Woodpecker Guides Post-Fire Forest Management
What’s good for the Black-backed Woodpecker is good for restoration of burned California forests. The birds’ unique relationship with fire underpins the latest research into improved post-fire management. A study published in Ecological Applications describes a new tool that factors how fires burn into forest management decisions and turns science into action for wildlife conservation.
“Wildfire is like a 10,000-piece puzzle, and climate change is rearranging the pieces,” said lead author Andrew Stillman with the Cornell Atkinson Center for Sustainability and the Cornell Lab of Ornithology. “Gigantic, severe fires are becoming the new norm in California due to drought, longer burn seasons, and dense forests. But birds do really well in landscapes that are ‘pyrodiverse’– areas where fire results in uneven patches burned at high, medium, and low severity.”
Black-backed Woodpeckers love pyrodiversity. They prefer to build their nest cavities in newly burned areas after high severity fire. But they also like to be adjacent to an area that burned at low intensity where their young can hide from predators among living trees that still provide cover. The species’ unique habitat associations means that they are sensitive to the removal of trees after fire, and forest managers use information on the woodpecker to guide their post-fire planning.
After a wildfire, forest managers face difficult decisions about how to best protect and restore the burned areas while balancing the needs of people and wildlife. Sometimes there isn’t time to survey wildlife in burned areas, making it hard to choose where to invest in wildlife conservation. To address this need, the researchers developed an online tool to predict the potential abundance of Black-backed Woodpeckers after fire. Incorporating new information on the value of pyrodiversity made the underlying models more accurate.

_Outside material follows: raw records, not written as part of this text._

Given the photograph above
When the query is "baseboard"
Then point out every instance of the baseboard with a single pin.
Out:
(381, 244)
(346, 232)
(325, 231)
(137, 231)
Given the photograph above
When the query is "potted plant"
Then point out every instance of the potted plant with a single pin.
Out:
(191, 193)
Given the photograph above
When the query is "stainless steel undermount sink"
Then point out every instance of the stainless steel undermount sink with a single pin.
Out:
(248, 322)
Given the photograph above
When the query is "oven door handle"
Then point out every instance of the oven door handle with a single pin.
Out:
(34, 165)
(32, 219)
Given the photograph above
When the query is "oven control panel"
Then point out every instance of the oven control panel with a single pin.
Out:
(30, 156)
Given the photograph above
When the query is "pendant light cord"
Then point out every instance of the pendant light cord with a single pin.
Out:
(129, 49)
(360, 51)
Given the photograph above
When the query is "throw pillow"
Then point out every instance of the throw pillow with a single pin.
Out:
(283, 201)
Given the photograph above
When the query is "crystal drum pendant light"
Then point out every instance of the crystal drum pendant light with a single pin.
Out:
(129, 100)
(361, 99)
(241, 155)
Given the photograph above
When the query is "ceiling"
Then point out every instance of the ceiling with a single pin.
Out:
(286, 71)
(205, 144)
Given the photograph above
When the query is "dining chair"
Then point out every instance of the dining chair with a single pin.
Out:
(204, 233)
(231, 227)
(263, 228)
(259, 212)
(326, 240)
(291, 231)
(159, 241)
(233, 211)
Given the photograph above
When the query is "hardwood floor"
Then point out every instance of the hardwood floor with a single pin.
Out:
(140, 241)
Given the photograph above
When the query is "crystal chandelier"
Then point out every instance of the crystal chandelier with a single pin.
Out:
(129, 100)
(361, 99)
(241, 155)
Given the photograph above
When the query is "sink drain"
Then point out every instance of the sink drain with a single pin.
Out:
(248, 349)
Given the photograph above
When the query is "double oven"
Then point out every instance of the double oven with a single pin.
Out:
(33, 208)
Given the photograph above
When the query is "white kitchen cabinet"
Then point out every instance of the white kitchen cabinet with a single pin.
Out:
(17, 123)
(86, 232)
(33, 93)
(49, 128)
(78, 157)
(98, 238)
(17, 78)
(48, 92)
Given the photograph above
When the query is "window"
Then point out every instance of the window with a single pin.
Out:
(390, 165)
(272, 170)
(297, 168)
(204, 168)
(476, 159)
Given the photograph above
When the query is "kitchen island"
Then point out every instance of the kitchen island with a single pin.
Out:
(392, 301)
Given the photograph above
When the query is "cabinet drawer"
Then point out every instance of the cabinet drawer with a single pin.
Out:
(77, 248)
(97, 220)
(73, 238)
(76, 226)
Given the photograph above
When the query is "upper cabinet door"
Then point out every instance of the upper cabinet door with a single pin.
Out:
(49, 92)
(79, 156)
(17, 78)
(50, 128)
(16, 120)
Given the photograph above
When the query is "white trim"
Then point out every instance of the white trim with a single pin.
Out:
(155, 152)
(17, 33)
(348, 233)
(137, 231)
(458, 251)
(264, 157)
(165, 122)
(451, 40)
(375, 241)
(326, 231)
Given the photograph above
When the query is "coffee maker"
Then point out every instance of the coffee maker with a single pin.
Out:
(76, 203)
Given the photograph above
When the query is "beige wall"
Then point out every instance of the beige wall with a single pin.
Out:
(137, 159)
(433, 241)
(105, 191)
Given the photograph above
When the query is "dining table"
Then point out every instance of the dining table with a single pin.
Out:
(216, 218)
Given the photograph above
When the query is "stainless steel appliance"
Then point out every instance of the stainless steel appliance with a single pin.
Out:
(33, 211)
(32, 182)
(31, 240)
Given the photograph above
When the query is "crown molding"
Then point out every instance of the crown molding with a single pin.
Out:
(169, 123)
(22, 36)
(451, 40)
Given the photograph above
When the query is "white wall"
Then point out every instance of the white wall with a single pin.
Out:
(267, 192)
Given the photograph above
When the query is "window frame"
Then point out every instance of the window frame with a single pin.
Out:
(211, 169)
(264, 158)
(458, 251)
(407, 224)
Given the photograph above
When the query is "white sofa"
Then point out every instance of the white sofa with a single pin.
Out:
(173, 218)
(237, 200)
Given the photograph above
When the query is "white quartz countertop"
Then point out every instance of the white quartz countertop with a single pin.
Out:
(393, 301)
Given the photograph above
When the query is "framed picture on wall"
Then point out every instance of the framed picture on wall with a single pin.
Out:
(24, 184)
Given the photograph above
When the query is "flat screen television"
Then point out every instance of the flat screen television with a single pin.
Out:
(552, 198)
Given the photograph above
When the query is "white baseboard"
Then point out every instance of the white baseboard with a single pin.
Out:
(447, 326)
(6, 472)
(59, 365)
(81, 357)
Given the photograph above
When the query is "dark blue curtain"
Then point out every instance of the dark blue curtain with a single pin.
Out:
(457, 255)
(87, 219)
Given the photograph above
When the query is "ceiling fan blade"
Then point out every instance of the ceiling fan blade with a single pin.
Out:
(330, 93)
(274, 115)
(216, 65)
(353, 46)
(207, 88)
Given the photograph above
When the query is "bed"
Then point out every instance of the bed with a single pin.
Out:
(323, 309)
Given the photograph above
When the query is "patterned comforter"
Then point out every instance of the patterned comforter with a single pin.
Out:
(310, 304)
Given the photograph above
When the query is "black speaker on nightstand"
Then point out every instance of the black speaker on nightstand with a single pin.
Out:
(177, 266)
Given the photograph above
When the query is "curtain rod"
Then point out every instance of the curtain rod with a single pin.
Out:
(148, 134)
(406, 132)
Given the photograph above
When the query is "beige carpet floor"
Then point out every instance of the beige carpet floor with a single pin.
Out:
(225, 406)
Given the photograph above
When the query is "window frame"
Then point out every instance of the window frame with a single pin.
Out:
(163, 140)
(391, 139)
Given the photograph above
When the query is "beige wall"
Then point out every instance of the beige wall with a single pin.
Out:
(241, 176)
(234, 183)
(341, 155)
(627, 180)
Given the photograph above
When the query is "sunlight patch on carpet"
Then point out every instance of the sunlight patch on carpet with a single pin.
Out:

“The tool we’ve created uses data from 11 years of surveys to predict where woodpeckers could be found in the greatest numbers using data available within months after a fire burns,” said Stillman. “The birds move in to take advantage of a boom in juicy beetle larvae in the burned trees.”
The online tool uses many layers of information, starting with a satellite-derived layer of burn severity that forest managers can upload. That layer is then used to assess pyrodiversity based on how much forest canopy has been lost. Other datasets on woodpecker home ranges, vegetation type, latitude, longitude, elevation, years since a fire burned, and more, are also integrated.
The new tool will save time and effort after a wildfire and is meant for forest managers, conservationists, and private landowners. It is hosted by The Institute for Bird Populations in partnership with the USDA Forest Service. Though currently set up for California, the methods hold promise for other regions and species.
“A burned forest is a unique, incredible, and complicated ecosystem that bursts with new life,” Stillman said. “At first you think everything is dead. The ground is ash. The trees are black. But as you start walking around, you find that the place is alive. It’s not dead, just changed.”